第140話 結局は金で何とでもなる世の中
「左倉国立病院……でも、国立病院でしょ?ああいったところって私立病院と違って移植施設を長期に予約するなんて無理なんじゃないですか?」
そう言いながら誠は端末に写ったいかにも立派そうな病院の姿を見ていた。
「そうでもないさ、この国の官僚はあまり賄賂を受け取らない……しかし、それは『あまり』であって『絶対に』ではないんだよ。君もよくこの国で役所の横領や国会議員の汚職のニュースを目にするだろ?それはこの国のメディアがある意味優秀だからだけれど、彼等も万能ではないんだ。だから見つかるのはあくまで氷山の一角……そう言う僕も甲武国の国益を守るという名目でこの国の大臣やら高級官僚やらから情報を引き出した経験は何度かある……その時は彼等は平然と甲武の汚職役人の数倍の金を要求してきたよ。賄賂に危険が伴うならそれなりの金額を出せ。それがこの国のルールさ。当然、その出先機関にもその法則が適応されると考えるべきだろうね」
かえでは笑いながらさも当たり前のようにそう言った。
「この国でもそうなんですか……以前、かえでさんは甲武の今のかえでさんのお父さんの周りの人達も表面だけお父さんの理想に共鳴しているように見せてるだけで本当はお金が欲しいだけなんだって言ってましたよね。
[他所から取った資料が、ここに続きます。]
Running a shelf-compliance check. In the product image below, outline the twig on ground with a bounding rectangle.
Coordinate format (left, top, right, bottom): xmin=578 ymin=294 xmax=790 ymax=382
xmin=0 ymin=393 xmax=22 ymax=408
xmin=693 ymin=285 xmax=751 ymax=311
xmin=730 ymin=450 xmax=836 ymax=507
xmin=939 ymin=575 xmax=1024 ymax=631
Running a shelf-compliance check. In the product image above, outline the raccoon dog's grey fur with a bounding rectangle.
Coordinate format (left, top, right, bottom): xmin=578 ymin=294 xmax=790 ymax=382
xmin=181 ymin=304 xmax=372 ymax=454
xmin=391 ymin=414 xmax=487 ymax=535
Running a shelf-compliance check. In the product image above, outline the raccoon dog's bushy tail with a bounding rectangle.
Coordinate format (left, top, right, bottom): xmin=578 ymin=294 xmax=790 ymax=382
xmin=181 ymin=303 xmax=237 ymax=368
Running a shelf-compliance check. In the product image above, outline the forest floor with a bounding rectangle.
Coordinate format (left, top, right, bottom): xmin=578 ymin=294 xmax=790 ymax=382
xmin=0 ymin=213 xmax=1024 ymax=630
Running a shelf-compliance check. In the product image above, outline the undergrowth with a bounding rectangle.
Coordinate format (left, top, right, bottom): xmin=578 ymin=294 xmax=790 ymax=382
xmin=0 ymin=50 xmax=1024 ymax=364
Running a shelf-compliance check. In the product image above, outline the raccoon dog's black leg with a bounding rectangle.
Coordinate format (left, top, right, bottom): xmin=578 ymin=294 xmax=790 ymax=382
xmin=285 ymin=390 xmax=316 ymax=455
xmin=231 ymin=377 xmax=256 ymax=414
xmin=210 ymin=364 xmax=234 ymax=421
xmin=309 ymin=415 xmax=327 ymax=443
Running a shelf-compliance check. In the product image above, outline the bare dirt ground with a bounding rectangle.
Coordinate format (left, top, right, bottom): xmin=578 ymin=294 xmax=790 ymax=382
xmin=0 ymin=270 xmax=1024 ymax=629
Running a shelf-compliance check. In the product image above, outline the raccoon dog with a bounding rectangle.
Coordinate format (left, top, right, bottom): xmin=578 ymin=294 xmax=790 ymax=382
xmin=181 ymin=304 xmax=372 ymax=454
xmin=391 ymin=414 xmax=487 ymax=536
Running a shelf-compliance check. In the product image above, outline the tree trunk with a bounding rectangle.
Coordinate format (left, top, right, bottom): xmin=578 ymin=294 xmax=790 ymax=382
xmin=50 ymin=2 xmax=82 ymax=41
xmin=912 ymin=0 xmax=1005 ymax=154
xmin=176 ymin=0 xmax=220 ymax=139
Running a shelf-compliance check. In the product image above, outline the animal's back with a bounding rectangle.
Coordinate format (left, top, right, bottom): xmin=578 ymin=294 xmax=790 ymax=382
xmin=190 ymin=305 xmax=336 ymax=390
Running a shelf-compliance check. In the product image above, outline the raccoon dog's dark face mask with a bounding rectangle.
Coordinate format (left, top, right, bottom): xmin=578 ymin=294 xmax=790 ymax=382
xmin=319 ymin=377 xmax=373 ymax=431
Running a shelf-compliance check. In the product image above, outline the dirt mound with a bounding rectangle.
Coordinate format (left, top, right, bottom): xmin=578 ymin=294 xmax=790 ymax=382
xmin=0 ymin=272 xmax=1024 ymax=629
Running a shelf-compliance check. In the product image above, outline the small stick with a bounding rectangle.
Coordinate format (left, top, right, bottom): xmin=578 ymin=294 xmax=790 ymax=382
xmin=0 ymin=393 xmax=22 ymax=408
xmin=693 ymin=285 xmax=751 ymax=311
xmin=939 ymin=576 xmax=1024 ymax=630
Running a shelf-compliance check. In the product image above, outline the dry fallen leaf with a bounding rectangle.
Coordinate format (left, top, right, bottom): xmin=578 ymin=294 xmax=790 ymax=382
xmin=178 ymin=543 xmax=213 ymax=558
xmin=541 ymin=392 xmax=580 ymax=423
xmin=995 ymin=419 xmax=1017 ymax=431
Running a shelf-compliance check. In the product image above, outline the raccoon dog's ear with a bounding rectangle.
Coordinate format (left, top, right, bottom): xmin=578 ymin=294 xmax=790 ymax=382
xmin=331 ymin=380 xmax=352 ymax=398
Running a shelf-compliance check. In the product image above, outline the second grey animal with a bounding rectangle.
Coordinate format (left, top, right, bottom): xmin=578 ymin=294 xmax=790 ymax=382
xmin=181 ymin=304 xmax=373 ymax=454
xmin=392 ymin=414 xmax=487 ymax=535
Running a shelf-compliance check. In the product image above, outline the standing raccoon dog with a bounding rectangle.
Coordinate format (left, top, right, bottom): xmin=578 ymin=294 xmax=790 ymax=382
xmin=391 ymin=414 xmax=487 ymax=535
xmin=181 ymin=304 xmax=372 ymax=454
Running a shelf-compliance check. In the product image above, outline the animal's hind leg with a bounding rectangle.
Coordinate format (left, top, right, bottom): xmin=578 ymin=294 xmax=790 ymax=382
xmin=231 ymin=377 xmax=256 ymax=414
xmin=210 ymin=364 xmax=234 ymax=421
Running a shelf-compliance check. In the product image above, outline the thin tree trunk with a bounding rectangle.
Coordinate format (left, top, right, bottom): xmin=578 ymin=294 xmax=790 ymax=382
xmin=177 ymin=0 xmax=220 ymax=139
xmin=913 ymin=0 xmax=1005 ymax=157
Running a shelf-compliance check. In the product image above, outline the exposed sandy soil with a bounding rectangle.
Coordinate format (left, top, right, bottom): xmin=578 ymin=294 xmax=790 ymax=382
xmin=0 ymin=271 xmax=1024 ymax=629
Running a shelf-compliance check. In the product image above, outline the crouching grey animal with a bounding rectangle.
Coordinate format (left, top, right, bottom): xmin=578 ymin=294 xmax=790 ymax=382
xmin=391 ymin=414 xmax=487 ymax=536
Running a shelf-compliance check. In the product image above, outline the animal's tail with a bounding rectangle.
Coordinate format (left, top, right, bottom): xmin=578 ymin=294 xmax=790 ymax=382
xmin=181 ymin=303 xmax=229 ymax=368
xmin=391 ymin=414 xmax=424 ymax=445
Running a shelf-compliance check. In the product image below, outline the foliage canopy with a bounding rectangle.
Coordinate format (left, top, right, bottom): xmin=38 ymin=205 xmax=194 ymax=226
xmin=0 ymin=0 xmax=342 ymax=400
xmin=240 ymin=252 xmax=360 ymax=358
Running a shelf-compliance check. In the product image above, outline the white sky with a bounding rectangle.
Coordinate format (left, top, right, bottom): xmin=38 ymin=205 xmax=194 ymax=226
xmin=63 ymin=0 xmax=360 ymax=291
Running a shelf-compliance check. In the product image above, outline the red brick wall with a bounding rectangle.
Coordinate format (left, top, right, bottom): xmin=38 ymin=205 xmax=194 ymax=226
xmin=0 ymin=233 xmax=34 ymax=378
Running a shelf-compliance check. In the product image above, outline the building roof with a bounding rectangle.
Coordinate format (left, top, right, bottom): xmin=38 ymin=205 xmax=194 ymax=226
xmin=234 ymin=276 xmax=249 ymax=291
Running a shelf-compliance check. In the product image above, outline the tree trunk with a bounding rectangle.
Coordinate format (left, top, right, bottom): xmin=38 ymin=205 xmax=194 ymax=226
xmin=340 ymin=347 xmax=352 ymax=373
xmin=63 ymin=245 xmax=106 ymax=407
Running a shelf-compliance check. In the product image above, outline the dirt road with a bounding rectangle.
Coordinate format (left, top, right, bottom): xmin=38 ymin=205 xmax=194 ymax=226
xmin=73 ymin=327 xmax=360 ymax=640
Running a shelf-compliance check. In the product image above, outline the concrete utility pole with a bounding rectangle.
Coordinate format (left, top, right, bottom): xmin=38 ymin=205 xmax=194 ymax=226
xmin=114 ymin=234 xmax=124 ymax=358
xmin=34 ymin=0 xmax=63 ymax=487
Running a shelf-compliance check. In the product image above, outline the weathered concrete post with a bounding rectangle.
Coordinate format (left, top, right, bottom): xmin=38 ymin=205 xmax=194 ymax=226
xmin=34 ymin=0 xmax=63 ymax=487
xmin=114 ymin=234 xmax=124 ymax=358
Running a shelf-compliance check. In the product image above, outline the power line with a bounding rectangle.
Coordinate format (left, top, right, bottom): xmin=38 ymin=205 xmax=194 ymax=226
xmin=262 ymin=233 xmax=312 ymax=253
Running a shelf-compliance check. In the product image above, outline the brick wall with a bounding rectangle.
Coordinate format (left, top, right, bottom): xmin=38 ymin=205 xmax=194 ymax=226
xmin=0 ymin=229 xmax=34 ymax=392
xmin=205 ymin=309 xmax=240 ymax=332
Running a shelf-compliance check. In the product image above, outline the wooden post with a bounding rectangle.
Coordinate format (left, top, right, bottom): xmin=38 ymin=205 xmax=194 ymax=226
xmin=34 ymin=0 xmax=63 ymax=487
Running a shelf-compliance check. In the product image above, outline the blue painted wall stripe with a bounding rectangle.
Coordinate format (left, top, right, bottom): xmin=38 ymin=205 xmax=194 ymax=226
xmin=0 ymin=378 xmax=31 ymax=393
結局、そう言う意味では地球人も遼州人も変わりがないんですね」
誠は少しトラウマとなっている格好でかなめがやって来た恥ずかしい初デートの中で唯一のいい思い出である理想を語るかえでの姿を思い出してそう言った。
「そんなものさ。君が苦手な文系科目だが、社会に出ると経済学が一番重要な学問だと嫌でも思い知らされることになるものだよ。経済が法律を変え、経済が社会を変え、経済が文化を変え、経済が戦争を起こす。元々、地球人は自分が生きるのに便利なように貨幣を開発しそして経済が生まれたはずだった。経済は道具だったはずなんだ。しかし実情は違う。経済が人を活かしているのではなく、人は経済の為に生きる。経済的に不要な人間はその経済のシステムから弾き飛ばされて死ぬしかない。残酷だけどそれが現実だ。もし君がそれがどうしても間違っているというのなら遼帝国にでも行くしかないね。あそこはまだ貨幣経済を導入していない。今の宰相の地球人であるアンリ・ブルゴーニュは経済発展を訴えているが、皇帝がそのすべての提案を却下している。あの国は意地でも経済を受け入れない……経済の無かった遼州人1億年の歴史を曲げるつもりは今の皇帝には無いんだよ」
そう言って笑うかえで。誠はその皇帝が月3万円の男である嵯峨であることを知っているだけに苦笑するしかなかった。